I will not hail you.
I will however show you the choicest spots to get hit by hail:
(Image removed from quote.)
Think east coast. Appalachia and Missouri (maybe?) will put you right where you need to be. 

A DC-9 crashed in New Hope, Georgia, sometime, if I remember right in the late 70's. A captain flew into a "hail shaft" at about 18,000 feet, resulting in loss of power both engines along with handling problems. Crashed landed on old Georgia hwy 92, if I remember correctly, but problem was telephone poles beside highway, right wing hit one, spun a/c into a grocery store parking lot. Can't remember number of dead, but there were many who lived, including the flight crew. Hail is very dangous whether in the air or on the ground!! LOL
Southern Fight 242 (Huntsville-Atlanta) entered severe thunderstorms between FL170 and FL140 over Rome, GA. Both engines failed and couldn't be restarted. An emergency landing was carried out on State Spur Highway 92. The aircraft crashed.

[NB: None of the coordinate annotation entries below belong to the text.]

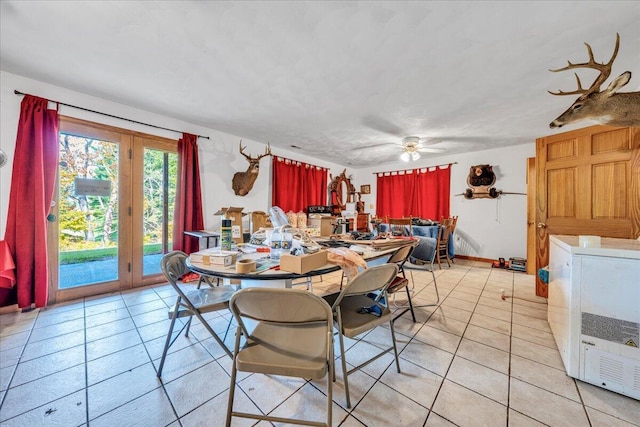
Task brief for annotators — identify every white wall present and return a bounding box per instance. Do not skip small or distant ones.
[0,71,543,259]
[0,71,344,237]
[354,144,543,259]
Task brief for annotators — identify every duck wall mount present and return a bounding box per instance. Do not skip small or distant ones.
[463,165,502,199]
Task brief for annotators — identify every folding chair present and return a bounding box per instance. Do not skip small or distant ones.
[226,288,334,427]
[323,264,400,408]
[387,245,416,323]
[158,251,236,378]
[403,237,440,308]
[436,218,453,270]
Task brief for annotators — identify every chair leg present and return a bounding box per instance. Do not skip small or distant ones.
[405,286,416,323]
[193,311,233,359]
[327,360,335,427]
[157,297,182,378]
[390,320,400,372]
[225,327,242,427]
[338,310,351,408]
[184,317,193,337]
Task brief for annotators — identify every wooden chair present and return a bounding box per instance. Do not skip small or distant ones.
[436,218,453,270]
[389,218,413,236]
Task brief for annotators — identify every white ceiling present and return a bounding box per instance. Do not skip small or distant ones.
[0,0,640,168]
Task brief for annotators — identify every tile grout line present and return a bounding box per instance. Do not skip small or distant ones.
[420,262,486,427]
[0,308,40,419]
[82,298,90,427]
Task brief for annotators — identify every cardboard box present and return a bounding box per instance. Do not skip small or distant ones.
[280,250,327,274]
[214,206,246,243]
[307,215,334,236]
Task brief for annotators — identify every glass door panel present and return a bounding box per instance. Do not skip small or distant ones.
[58,133,120,290]
[142,147,178,276]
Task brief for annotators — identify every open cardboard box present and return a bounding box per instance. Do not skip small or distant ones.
[280,250,327,274]
[214,206,246,243]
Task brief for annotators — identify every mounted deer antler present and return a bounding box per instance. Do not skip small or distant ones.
[231,140,271,196]
[549,34,640,129]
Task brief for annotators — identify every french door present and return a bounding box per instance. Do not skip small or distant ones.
[48,117,177,303]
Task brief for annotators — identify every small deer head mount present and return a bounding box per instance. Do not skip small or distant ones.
[549,34,640,129]
[231,140,271,196]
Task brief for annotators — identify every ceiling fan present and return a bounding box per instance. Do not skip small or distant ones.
[354,136,446,162]
[400,136,445,162]
[356,115,446,162]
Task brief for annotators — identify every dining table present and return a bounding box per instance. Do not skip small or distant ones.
[186,241,411,288]
[379,223,455,258]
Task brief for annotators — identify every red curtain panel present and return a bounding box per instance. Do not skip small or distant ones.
[271,156,327,212]
[0,95,59,308]
[414,166,451,221]
[173,133,204,254]
[376,165,451,220]
[376,171,417,218]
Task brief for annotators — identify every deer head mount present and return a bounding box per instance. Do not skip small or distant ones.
[549,34,640,129]
[231,140,271,196]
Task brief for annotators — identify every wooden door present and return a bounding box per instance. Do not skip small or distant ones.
[536,126,640,297]
[527,157,538,274]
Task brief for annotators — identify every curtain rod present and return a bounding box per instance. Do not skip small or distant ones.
[373,162,458,175]
[13,90,209,139]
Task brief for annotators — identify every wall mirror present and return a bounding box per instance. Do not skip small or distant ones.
[329,169,356,215]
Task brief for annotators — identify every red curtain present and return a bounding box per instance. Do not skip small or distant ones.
[0,95,58,308]
[376,165,451,220]
[414,166,451,221]
[271,156,327,212]
[173,133,204,254]
[376,171,416,218]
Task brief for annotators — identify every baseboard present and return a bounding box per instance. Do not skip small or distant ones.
[456,255,493,264]
[0,304,22,314]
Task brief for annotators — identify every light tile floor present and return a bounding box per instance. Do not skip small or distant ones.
[0,260,640,427]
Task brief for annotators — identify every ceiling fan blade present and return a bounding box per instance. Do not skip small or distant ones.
[351,142,397,151]
[418,147,447,153]
[362,114,404,137]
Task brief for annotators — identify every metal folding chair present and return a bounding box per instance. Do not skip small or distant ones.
[323,264,400,408]
[226,288,334,427]
[158,251,236,378]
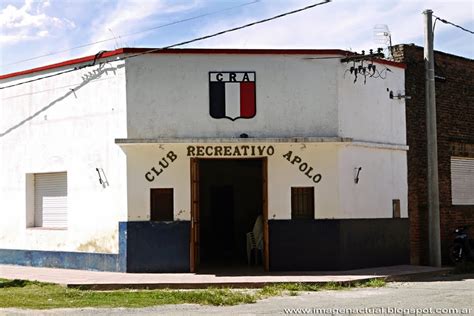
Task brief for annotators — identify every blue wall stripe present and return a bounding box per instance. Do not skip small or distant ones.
[0,249,119,271]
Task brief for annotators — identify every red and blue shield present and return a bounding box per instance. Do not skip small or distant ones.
[209,71,257,121]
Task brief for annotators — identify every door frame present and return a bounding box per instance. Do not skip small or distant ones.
[189,157,270,273]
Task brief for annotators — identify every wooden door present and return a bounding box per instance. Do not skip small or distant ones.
[189,158,199,272]
[262,157,270,271]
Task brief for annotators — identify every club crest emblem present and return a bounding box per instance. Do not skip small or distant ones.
[209,71,257,121]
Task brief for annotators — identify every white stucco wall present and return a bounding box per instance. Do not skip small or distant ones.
[338,144,408,218]
[121,142,407,220]
[0,54,407,253]
[121,142,339,221]
[337,63,406,145]
[126,54,340,138]
[0,62,127,252]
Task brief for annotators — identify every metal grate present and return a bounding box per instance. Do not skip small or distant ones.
[291,187,314,219]
[35,172,67,228]
[451,157,474,205]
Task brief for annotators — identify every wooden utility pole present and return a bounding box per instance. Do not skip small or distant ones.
[423,10,441,267]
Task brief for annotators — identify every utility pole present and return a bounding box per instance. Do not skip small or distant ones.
[423,10,441,267]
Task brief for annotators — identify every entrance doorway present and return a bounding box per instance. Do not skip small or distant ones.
[191,158,268,272]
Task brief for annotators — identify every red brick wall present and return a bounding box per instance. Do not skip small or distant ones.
[393,45,474,264]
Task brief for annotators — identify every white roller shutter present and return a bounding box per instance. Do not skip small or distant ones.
[451,157,474,205]
[35,172,67,228]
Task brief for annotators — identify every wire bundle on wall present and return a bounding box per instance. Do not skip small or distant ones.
[341,48,391,84]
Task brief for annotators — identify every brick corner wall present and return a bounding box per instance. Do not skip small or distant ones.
[393,45,474,265]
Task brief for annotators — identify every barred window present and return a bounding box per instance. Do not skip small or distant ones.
[451,157,474,205]
[291,187,314,219]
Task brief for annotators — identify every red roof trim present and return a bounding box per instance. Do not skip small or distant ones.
[0,48,406,80]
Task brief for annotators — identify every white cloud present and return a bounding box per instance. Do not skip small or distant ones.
[0,0,75,45]
[85,0,199,55]
[190,0,474,57]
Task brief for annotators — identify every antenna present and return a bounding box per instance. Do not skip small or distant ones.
[374,24,393,58]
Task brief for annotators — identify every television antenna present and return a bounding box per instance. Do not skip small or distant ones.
[374,24,393,58]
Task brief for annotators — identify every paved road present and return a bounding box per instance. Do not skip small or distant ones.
[0,275,474,316]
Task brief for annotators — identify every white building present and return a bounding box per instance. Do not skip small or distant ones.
[0,48,409,272]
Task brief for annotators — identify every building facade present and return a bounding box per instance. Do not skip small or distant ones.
[0,49,409,272]
[393,45,474,265]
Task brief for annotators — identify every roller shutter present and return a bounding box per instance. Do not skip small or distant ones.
[35,172,67,228]
[451,157,474,205]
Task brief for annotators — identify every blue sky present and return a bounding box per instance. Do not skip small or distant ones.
[0,0,474,74]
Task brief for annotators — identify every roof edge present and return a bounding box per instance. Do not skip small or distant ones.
[0,47,406,80]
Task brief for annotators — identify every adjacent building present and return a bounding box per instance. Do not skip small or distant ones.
[393,45,474,265]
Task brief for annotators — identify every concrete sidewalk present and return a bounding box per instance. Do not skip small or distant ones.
[0,265,450,290]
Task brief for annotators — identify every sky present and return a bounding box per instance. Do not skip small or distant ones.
[0,0,474,74]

PROBABLE CAUSE: "Total and unique loss of thrust from both engines while the aircraft was penetrating an area of severe thunderstorms. The loss of thrust was caused by the ingestion of massive amounts of water and hail which, in combination with thrust lever movement, induced severe stalling in and major damage to the engine compressors.
Major contributing factors include the failure of the company's dispatching system to provide the flight crew with up-to-date severe weather information pertaining to the aircraft's intended route of flight, the captain's reliance on airborne weather radar for penetration of thunderstorm areas, and limitations in the FAA's ATC system which precluded the timely dissemination of real-time hazardous weather information to the flight
This is a copy of NTSB report after investigation.